B)Is there evidence that POD assumption does not hold for this data set?
library(VGAM)
## Warning: package 'VGAM' was built under R version 3.4.4
## Loading required package: stats4
## Loading required package: splines
##
## Attaching package: 'VGAM'
## The following object is masked from 'package:car':
##
## logit
viet.po=vglm(response~year+sex,data=Vietnam, family = cumulative(parallel = T))
## Warning in eval(slot(family, "initialize")): response should be ordinal---
## see ordered()
viet.npo=vglm(response~year+sex,data=Vietnam, family = cumulative(parallel = F))
## Warning in eval(slot(family, "initialize")): response should be ordinal---
## see ordered()
coef(viet.po, matrix=T)
## logit(P[Y<=1]) logit(P[Y<=2]) logit(P[Y<=3])
## (Intercept) -1.098612e+00 -6.879800e-16 1.098612e+00
## year -8.881784e-17 -8.881784e-17 -8.881784e-17
## sexMale 1.256074e-16 1.256074e-16 1.256074e-16
coef(viet.npo,matrix=T)
## logit(P[Y<=1]) logit(P[Y<=2]) logit(P[Y<=3])

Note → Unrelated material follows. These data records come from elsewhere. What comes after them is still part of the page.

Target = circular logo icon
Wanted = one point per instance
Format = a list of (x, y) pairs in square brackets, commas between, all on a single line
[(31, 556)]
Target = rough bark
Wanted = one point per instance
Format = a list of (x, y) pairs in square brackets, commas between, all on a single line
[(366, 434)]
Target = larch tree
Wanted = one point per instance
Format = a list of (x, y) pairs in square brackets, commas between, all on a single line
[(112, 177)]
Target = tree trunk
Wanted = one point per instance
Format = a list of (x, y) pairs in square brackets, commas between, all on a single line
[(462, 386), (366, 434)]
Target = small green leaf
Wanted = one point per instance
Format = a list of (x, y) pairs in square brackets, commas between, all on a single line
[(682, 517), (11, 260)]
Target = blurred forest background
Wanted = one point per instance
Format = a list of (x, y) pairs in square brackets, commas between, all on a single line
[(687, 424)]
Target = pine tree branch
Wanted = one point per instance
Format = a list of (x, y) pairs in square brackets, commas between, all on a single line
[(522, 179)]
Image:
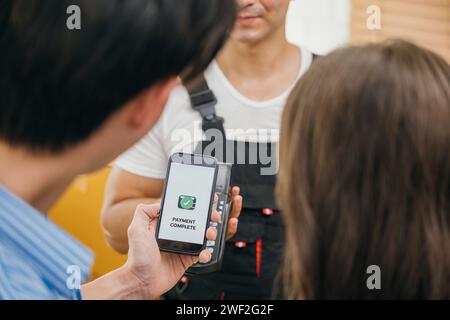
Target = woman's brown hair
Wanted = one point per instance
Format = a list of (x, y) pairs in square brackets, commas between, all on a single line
[(365, 175)]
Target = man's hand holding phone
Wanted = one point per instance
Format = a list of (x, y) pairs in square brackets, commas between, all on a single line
[(157, 272)]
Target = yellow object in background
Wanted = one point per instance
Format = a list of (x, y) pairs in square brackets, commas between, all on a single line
[(78, 212)]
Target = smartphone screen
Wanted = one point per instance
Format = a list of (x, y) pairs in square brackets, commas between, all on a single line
[(186, 207)]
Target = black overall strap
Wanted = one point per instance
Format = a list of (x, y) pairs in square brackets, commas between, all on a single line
[(204, 102)]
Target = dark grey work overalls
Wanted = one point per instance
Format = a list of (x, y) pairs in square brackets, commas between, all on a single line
[(252, 257)]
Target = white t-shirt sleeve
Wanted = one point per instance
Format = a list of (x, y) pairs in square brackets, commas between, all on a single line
[(149, 157), (146, 158)]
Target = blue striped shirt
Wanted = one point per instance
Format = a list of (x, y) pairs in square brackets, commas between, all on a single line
[(38, 260)]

## (Intercept) -1.098612e+00 -6.879800e-16 1.098612e+00
## year 4.634791e-16 6.326856e-17 8.599751e-17
## sexMale -3.918388e-16 -1.133916e-15 -8.918715e-16
lrtest(viet.npo,viet.po)
## Likelihood ratio test
##
## Model 1: response ~ year + sex
## Model 2: response ~ year + sex
## #Df LogLik Df Chisq Pr(>Chisq)
## 1 111 -55.452
## 2 115 -55.452 4 0 1
Since coefficients differ for both PO and NPO, wePOD model is not a good fit for the vietnam survey responses.
C)Fit the multinomial logistic Model allowing an intercation and using ANova to assess model
library(nnet)
viet.multinom= multinom(response ~ year + sex,
data = Vietnam, Hess = TRUE)
## # weights: 16 (9 variable)
## initial value 55.451774
## final value 55.451774
## converged
Anova(viet.multinom)
## Analysis of Deviance Table (Type II tests)
##
## Response: response
## LR Chisq Df Pr(>Chisq)
## year 0 3 1
## sex 0 3 1
D)Produce effect plots for this model
Effect of sex in Multinomial model shows that response type do not differ regarding sex.
library(effects)
## Warning: package 'effects' was built under R version 3.4.4
## lattice theme set by effectsTheme()
## See ?effectsTheme for details.
plot(Effect("sex", viet.multinom))
plot(Effect("sex", viet.multinom), style = "stacked",
key.args = list(x = .55, y = .9))
Effect for the year and sex in multinom model show no difference in response type regarding sex and year.
plot(Effect(c("year","sex"), viet.multinom),
style = "stacked", key.arg = list(x = .8, y = .9))
The Proportional odds model assumtion did not hold true for the vietnam data set. The generic multinomial model did not show any significance at all and effect plots confirmed the lack of fit when year and sex interact.
The interaciton of year and sex did not produce a statistically significant relationship with the response variable.